Natural disasters turn people’s thoughts toward risk. Last year, between floods and tornados and other Weather Channel fodder, I visited several fabricators told me about their customers’ concerns about mitigating supply chain risk. For years, large OEMs have pruned their supply chains to the nth degree, giving more business to fabricators who perform well, order after order. Fabricators who don’t perform are pruned.

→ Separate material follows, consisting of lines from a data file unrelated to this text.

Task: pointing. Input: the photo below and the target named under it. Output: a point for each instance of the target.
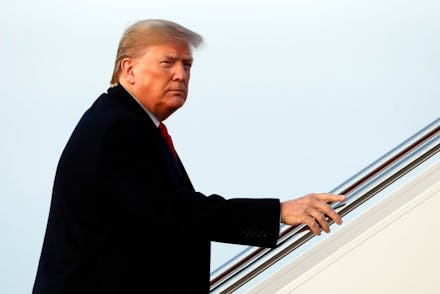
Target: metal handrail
(358, 189)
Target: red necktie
(167, 137)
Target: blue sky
(286, 97)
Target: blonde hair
(149, 32)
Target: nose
(180, 72)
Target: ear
(127, 70)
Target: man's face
(161, 76)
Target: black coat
(125, 218)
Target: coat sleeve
(143, 186)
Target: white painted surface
(391, 248)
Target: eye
(166, 63)
(187, 65)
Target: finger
(314, 227)
(320, 219)
(330, 212)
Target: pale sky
(286, 97)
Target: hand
(311, 210)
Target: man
(124, 215)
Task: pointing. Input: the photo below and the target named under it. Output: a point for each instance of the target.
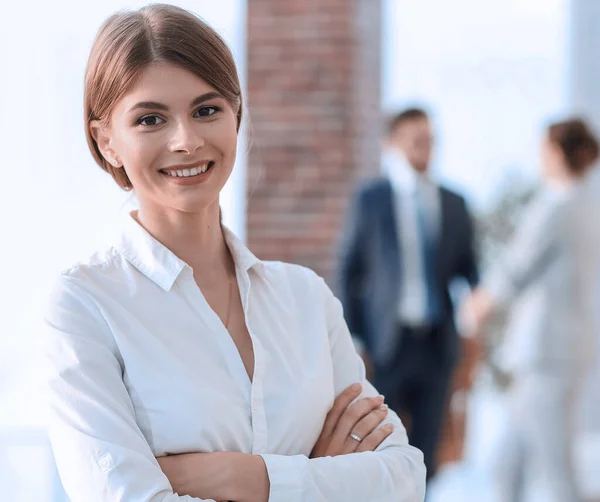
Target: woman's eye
(207, 111)
(150, 120)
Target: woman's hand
(202, 475)
(218, 476)
(360, 419)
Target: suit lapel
(444, 229)
(390, 223)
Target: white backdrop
(55, 202)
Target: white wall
(55, 202)
(493, 72)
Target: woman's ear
(101, 135)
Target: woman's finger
(365, 427)
(350, 417)
(373, 440)
(340, 404)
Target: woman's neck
(195, 238)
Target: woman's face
(176, 138)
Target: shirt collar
(401, 174)
(160, 264)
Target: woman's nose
(186, 139)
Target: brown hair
(129, 41)
(405, 116)
(577, 143)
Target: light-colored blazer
(550, 279)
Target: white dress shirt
(408, 187)
(548, 276)
(139, 366)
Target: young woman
(180, 366)
(549, 281)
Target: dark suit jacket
(370, 268)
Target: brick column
(314, 101)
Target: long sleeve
(353, 267)
(395, 472)
(468, 264)
(101, 453)
(534, 247)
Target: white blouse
(139, 366)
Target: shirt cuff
(286, 476)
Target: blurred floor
(470, 480)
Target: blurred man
(406, 240)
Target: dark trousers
(416, 384)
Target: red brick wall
(314, 100)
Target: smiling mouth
(188, 173)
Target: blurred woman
(180, 366)
(547, 280)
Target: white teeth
(185, 173)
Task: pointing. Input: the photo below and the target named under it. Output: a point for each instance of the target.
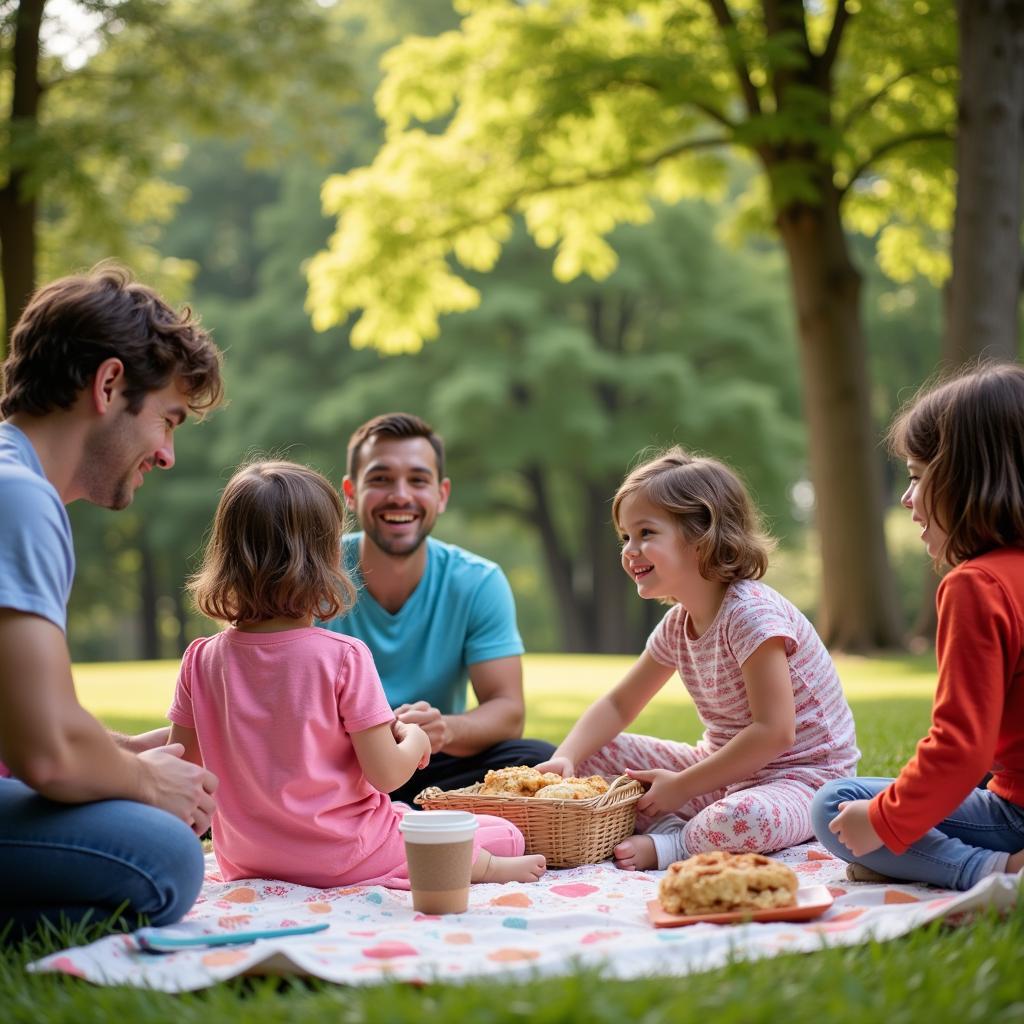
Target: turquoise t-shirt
(461, 612)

Then came last year’s floods and tornadoes. This year, some are worried about an economic slowdown, and some sectors have more to worry about than others. As the American Wind Energy Association reports, unless Congress renews a production tax credit for 2013, makers of wind tower components may need to shed 10,000 jobs due to an anticipated slowdown in orders. Vic Abate of General Electric’s renewable energy business told Bloomberg he expects to dramatically reduce the number of parts suppliers. As Bloomberg reported, “The company might have as many as 10 suppliers for certain components now a figure that may dwindle to just three once he is finished pruning.”
Supply-base pruning seems to be an ever-present challenge in this industry. Consider what Mike Jacobs said at The FABRICATOR’s Leadership Summit in early March. The vice president of strategic sourcing, operations, and engineering services at Rockwell Automation in Milwaukee, carried that supply-base pruning theme throughout his presentation.
“We have performance and on-time delivery expectations,” but engineering and technical assistance is playing a greater role, Jacobs said. Globally, Rockwell has more than 5,000 suppliers. “We are aggressively reducing that number. We think it’s in our best interest to work with a much smaller group of high-performance suppliers.”
Jacobs added that the company ensures those high-performance suppliers not only delivery good products quickly, but they also have plans in place for emergencies.
What would those plans be? Fabricators have told me they’re looking into strategic partnerships with competitors. If a tornado or hurricane brings a shop to a halt, managers may call on other shops dozens or even hundreds of miles away, to ensure products keep flowing.
But what about propriety production methods, like a special fixture? As sources have told me, such sharing may just have to be the price a shop pays to ensure continuity. Revealing a few trade secrets isn't easy, but holding up production at a large OEM may cost the company more in the long run. Bad reputations don’t go away easily.
The ultimate solution might be a single-location fabricator that grows regionally, perhaps with several small satellite plants that have similar fabrication technologies. Such machine-tool redundancy may be costly at first, but it may be a small price to pay, and the extra capacity certainly can’t hurt a shop’s response time. Besides, being pruned by a major customer would be far worse.